Education is also under strain because so many teachers, fed up with low salaries and an ideology-imbued curriculum, have quit. Adolescents straight out of secondary school have been recruited to teach classes with the aid of video cassettes.
"Pupils are not encouraged to think freely, to develop their own ideas and curiosity," said Enrique (25), a disillusioned teacher.
Che Guevara's egalitarian dream long ago gave way to division between the dirt poor and those who have access to foreign currency through tourism jobs, remittances and government contacts.
Raúl's cautious reforms have underlined that split by giving the privileged minority more opportunities to consume. You see them snapping up Sony wide-screen televisions, Paco Rabanne perfume and Adidas trainers in shopping centres like La Puntilla, out of bounds to most but with a poster of Fidel's revolutionary exhortations at the entrance. Most Cubans are black or brown-skinned but most of the shoppers here are white - just as top government echelons are white.
"Equality was and still is supposed to be one of the pillars of the revolution but now there are people with loads of money," said Eduardo (56), a historian. Too broke to treat his wife on their wedding anniversary, the former Young Communist did not care to celebrate the revolution's anniversary.
Despite the sour mood, there is little public protest or even graffiti. It would change nothing and you could get fined or jailed, so "why bother?" is a common refrain.
A rare demonstration in Havana by the "ladies in white", an organisation of relatives of jailed dissidents, was instructive.
Clutching flowers and leaflets about human rights, about 30 chanted "liberty" from the steps of the Capitolio before filing through busy streets, tailed by plainclothes policemen. Not one passerby cheered the solemn procession.
Lacking funds, media and grassroots organisation, the opposition is isolated and largely unknown. For US policymakers that is reason to despair. They have long counted on the so-called "biological solution": when Fidel Castro died, his ramshackle regime would collapse. That has turned out to be wishful thinking. The commandante has seamlessly transferred power to Raúl and his inner circle.
Not only will the revolution outlast him, Fidel can die feeling vindicated. Not long ago, he was an international pariah, but a new generation of leftist regional leaders has feted him as a symbol of Latin American pride and nationalism. And prescience: his critiques of imperialism and capitalism resonate in the light of the Iraq war and global economic crisis. "Cuba is returning to where it always should have been," Hugo Chávez, Venezuela's president, said at a summit last month. "We are complete."
AFTER half a century, Fidel Castro's experiment has significant accomplishments and glaring failures.

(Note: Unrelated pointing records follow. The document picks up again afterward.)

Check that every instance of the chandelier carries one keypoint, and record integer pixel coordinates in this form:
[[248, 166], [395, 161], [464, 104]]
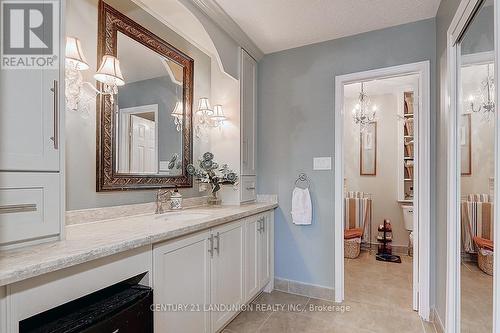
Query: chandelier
[[362, 114], [486, 96]]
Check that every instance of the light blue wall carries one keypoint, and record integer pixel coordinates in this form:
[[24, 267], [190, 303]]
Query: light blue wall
[[475, 42], [295, 124]]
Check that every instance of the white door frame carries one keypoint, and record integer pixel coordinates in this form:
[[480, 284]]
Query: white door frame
[[422, 234], [466, 10], [124, 139]]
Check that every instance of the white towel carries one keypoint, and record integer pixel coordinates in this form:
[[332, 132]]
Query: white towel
[[301, 206]]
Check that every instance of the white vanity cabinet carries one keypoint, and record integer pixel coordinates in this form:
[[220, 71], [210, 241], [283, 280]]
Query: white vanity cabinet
[[31, 141], [226, 273], [248, 93], [211, 273], [181, 275], [265, 244], [29, 120], [257, 254]]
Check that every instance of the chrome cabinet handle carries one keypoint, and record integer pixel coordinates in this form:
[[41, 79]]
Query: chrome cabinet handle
[[211, 248], [22, 208], [259, 228], [55, 137], [261, 225], [217, 247], [245, 148]]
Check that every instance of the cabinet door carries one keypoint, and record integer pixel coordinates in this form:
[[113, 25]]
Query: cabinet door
[[181, 276], [265, 250], [252, 243], [226, 274], [29, 120], [248, 92], [30, 206]]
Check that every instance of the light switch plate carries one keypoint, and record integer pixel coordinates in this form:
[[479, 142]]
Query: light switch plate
[[322, 163], [163, 165]]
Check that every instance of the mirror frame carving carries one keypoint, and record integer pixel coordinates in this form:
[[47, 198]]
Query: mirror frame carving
[[111, 22]]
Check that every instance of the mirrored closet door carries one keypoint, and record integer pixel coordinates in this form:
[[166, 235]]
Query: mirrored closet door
[[476, 117]]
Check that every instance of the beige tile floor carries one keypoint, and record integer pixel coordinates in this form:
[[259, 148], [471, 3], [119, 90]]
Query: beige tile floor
[[477, 300], [378, 299]]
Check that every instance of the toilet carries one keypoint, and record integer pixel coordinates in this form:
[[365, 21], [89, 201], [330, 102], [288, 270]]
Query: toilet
[[408, 222]]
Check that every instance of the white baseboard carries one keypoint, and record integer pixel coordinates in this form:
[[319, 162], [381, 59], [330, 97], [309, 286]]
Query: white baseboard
[[438, 323], [304, 289]]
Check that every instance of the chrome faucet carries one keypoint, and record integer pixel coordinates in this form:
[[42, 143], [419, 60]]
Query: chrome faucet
[[162, 196]]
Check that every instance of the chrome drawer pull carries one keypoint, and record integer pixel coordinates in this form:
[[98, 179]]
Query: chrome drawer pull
[[211, 249], [22, 208], [55, 91], [217, 248]]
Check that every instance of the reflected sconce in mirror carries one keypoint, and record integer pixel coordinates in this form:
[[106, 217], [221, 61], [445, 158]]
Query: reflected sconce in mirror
[[208, 117], [486, 96], [203, 113], [109, 74], [178, 114], [218, 116]]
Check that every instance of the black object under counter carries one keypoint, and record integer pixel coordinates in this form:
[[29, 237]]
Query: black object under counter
[[120, 308]]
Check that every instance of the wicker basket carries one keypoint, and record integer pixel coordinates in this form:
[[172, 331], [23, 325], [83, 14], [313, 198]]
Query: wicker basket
[[352, 248], [485, 261]]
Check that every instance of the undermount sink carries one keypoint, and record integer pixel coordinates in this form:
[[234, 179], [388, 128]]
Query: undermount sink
[[182, 216]]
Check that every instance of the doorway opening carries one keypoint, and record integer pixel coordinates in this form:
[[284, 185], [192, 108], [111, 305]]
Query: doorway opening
[[382, 190]]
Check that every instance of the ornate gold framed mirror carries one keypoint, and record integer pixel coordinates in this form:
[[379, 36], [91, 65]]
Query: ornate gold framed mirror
[[144, 118]]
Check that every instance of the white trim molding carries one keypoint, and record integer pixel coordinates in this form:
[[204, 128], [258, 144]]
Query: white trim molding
[[463, 16], [421, 266], [215, 12]]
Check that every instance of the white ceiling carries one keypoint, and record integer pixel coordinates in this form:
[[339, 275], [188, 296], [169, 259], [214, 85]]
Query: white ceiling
[[276, 25], [139, 63]]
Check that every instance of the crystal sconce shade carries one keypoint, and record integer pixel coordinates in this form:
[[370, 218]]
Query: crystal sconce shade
[[204, 107], [178, 114], [208, 117], [74, 55], [363, 113], [218, 116], [109, 73], [486, 96]]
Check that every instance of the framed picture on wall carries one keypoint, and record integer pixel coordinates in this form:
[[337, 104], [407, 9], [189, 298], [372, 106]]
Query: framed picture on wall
[[465, 144], [368, 150]]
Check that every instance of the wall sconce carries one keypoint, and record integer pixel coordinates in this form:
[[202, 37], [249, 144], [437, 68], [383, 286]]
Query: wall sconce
[[178, 114], [208, 117], [218, 116], [109, 74], [486, 96]]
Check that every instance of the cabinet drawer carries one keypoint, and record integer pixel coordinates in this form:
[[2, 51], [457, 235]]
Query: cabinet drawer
[[29, 206], [248, 188]]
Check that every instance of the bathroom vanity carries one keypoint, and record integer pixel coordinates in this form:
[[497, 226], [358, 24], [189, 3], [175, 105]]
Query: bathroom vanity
[[210, 259]]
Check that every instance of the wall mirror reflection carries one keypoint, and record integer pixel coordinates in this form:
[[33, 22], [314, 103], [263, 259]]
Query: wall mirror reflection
[[476, 135], [150, 111], [144, 132]]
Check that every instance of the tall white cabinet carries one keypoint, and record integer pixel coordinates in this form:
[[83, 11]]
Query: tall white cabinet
[[31, 141], [248, 100]]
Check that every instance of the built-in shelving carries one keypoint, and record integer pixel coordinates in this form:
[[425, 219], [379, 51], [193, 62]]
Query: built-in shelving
[[406, 145]]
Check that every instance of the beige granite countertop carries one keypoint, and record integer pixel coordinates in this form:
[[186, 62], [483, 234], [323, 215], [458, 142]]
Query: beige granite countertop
[[89, 241]]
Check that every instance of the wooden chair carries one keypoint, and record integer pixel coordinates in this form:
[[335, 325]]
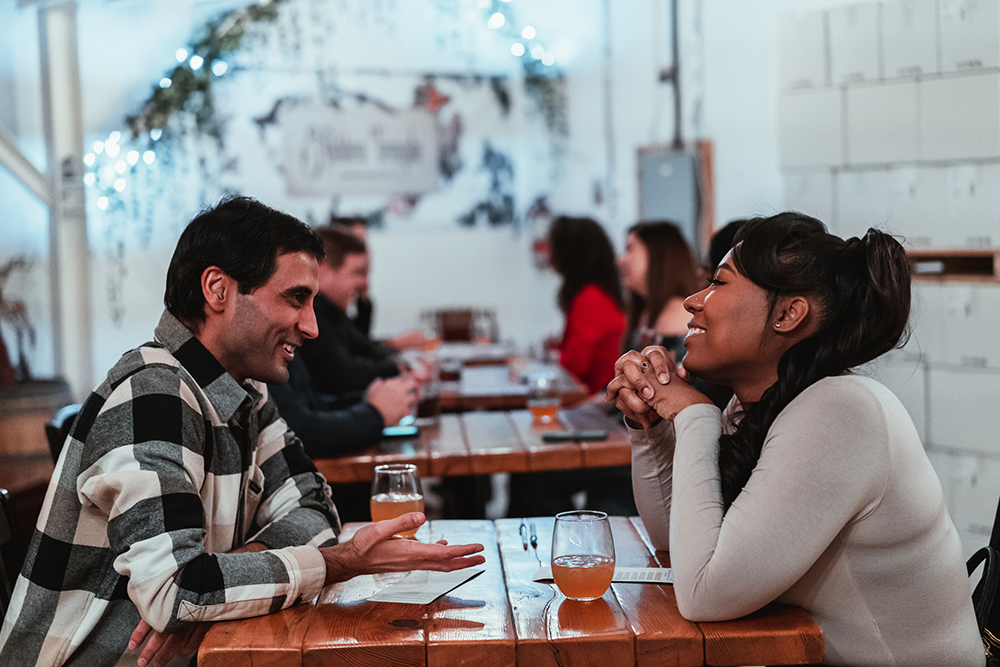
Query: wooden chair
[[11, 555], [469, 324], [57, 429]]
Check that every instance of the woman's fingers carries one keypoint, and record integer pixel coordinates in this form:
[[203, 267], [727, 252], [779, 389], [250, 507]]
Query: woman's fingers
[[662, 362]]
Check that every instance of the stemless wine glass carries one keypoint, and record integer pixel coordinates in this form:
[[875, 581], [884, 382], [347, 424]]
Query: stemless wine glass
[[583, 554], [396, 491]]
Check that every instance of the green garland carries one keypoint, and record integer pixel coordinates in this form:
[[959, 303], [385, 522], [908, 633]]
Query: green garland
[[190, 88], [544, 84]]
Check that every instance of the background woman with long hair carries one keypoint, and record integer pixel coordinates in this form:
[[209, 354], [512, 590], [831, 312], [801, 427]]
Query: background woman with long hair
[[591, 297], [658, 271], [813, 488]]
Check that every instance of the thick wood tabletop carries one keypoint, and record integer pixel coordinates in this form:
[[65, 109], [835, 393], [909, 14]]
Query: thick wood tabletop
[[502, 617], [479, 443]]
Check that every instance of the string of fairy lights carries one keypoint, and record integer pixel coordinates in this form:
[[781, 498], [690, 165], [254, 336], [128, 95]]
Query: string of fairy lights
[[111, 165], [526, 44]]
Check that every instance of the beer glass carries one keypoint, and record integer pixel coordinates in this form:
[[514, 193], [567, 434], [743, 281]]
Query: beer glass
[[583, 554], [396, 491]]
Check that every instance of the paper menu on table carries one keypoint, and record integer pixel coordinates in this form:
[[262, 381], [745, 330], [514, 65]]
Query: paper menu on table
[[424, 587], [623, 575]]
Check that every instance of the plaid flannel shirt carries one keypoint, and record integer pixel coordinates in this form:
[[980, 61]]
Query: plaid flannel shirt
[[170, 464]]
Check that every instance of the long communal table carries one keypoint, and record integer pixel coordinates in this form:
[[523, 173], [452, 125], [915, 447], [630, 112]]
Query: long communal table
[[503, 617], [492, 387], [481, 443]]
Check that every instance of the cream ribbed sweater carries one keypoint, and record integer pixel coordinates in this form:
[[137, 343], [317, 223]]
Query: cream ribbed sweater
[[843, 516]]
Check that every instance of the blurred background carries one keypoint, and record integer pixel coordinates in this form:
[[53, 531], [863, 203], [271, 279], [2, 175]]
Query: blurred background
[[460, 128]]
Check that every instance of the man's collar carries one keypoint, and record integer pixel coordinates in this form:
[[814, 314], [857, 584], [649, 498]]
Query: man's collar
[[225, 394]]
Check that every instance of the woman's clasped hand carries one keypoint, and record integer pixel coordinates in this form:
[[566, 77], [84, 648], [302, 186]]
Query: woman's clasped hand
[[650, 386]]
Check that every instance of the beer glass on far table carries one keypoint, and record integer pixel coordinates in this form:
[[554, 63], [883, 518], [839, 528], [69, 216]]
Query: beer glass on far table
[[583, 554], [543, 397], [396, 491]]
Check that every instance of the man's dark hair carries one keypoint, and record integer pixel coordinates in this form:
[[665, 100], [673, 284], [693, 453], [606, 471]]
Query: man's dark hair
[[339, 243], [242, 237], [347, 221]]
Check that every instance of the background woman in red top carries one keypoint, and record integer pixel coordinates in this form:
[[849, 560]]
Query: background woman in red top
[[591, 297]]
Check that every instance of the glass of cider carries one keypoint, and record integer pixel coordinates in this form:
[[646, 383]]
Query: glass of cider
[[396, 491], [543, 398], [583, 554]]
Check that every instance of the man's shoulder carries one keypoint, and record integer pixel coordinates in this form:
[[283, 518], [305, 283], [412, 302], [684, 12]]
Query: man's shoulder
[[149, 359]]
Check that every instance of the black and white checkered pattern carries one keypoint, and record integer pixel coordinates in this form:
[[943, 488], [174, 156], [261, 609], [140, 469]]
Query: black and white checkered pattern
[[170, 465]]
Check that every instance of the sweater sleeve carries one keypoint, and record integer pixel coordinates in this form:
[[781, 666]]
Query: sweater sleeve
[[652, 477], [823, 465]]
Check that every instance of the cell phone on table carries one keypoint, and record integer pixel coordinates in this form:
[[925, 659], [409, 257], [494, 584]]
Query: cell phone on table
[[574, 436], [400, 430]]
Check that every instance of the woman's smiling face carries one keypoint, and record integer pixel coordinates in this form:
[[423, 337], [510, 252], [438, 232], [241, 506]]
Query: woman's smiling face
[[729, 324]]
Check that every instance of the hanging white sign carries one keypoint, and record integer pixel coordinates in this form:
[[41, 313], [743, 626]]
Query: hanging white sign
[[359, 151]]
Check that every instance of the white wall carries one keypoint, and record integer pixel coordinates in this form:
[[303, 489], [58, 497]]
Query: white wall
[[948, 376], [125, 47]]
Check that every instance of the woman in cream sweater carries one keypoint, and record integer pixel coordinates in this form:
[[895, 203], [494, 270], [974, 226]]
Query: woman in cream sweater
[[812, 488]]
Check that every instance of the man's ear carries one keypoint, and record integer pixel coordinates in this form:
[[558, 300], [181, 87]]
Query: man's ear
[[218, 288], [792, 314]]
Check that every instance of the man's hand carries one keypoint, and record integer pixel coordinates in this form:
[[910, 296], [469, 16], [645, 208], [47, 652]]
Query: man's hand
[[161, 647], [374, 548], [393, 398]]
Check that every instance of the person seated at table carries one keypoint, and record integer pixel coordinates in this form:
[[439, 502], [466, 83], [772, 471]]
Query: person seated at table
[[341, 359], [362, 307], [658, 271], [337, 425], [812, 488], [181, 497], [590, 297]]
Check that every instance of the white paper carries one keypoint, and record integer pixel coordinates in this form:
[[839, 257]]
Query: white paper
[[423, 587], [623, 575]]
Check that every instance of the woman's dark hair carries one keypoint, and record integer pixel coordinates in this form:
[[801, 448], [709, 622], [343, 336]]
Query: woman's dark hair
[[581, 252], [242, 237], [721, 243], [861, 291], [672, 271]]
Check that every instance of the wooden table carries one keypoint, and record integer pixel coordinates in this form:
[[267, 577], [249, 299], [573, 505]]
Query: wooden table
[[502, 617], [490, 387], [481, 443]]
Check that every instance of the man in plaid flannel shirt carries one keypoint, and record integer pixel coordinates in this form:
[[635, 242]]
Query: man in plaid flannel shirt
[[181, 497]]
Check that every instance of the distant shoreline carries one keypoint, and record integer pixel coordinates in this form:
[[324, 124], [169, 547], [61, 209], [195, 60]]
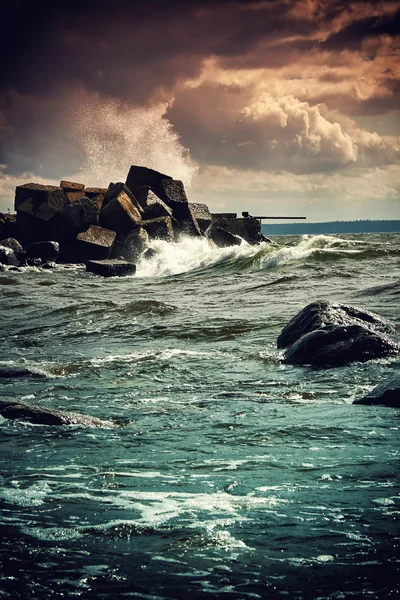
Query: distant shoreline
[[362, 226]]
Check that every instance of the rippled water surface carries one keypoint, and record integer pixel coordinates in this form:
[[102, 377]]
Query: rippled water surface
[[226, 474]]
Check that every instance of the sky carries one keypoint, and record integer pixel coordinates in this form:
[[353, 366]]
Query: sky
[[288, 107]]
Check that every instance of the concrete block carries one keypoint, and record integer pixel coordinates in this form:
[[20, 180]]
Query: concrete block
[[120, 214], [94, 244]]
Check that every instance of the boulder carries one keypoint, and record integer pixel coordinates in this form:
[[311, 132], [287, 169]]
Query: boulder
[[185, 221], [143, 176], [322, 313], [73, 196], [11, 243], [336, 346], [387, 392], [221, 237], [111, 268], [8, 257], [92, 192], [159, 229], [115, 189], [120, 214], [172, 192], [40, 194], [94, 244], [71, 186], [11, 409], [202, 215], [44, 250], [130, 247], [76, 218]]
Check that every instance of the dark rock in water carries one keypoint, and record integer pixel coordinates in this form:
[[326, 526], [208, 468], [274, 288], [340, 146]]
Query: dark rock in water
[[150, 253], [93, 192], [144, 176], [94, 244], [44, 250], [322, 313], [202, 215], [221, 237], [8, 257], [335, 346], [131, 246], [111, 268], [387, 392], [172, 192], [159, 229], [11, 409], [120, 214], [72, 186], [76, 218], [185, 220], [11, 243], [40, 194]]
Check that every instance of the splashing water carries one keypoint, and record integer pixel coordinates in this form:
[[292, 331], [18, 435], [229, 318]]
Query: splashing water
[[114, 135]]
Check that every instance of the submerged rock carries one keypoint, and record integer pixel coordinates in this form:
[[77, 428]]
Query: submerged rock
[[336, 346], [322, 313], [221, 237], [11, 409], [111, 268], [387, 393]]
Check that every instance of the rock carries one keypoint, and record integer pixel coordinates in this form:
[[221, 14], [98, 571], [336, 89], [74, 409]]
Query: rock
[[44, 250], [185, 221], [71, 186], [11, 409], [8, 257], [40, 194], [73, 196], [92, 192], [120, 214], [131, 246], [159, 229], [221, 237], [172, 192], [11, 243], [115, 189], [76, 218], [335, 346], [322, 313], [111, 268], [387, 392], [94, 244], [202, 215], [143, 176]]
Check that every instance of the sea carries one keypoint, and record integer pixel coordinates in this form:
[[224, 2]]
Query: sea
[[221, 471]]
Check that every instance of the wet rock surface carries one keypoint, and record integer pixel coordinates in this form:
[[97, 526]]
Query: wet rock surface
[[336, 346], [322, 313], [11, 409], [386, 393]]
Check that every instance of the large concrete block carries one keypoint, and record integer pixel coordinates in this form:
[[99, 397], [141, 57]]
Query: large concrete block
[[130, 247], [143, 176], [111, 268], [160, 229], [115, 189], [77, 217], [40, 194], [71, 186], [172, 192], [120, 214], [202, 215], [94, 244]]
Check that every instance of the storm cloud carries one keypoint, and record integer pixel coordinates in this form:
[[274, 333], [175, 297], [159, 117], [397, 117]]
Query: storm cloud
[[304, 90]]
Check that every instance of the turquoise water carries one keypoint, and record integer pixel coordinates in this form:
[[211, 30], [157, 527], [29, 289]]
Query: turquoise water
[[227, 474]]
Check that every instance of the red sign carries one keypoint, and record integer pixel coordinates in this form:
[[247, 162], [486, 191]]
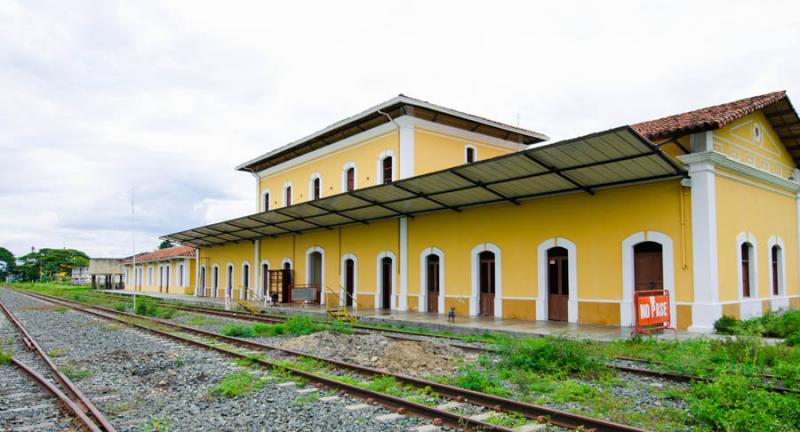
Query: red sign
[[652, 310]]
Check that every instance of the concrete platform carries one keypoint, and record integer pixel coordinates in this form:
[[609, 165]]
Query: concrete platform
[[436, 322]]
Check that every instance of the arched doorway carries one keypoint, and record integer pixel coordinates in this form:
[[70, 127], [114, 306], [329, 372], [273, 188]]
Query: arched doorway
[[229, 284], [386, 283], [432, 269], [202, 281], [557, 284], [486, 279], [648, 271], [349, 281]]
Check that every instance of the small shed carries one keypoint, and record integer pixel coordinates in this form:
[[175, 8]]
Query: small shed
[[106, 273]]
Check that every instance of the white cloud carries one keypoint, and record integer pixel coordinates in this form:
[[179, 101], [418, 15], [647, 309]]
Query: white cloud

Historians will struggle to untangle the political and social meaning. Diplomats will try to anticipate the next and possibly final chapter. It will be left to the 11 million people who live on the island to decide if the "bearded one" who swept down from the Sierra Maestra is to be absolved.
For Luis Poey (69), a guard at the entrance of the Association of Veterans of the Cuban Revolution, the answer was obvious. "In this country, one lives proud all the time. We fought giants and that made us a giant." He jabbed his thick cigar: "We are still fighting."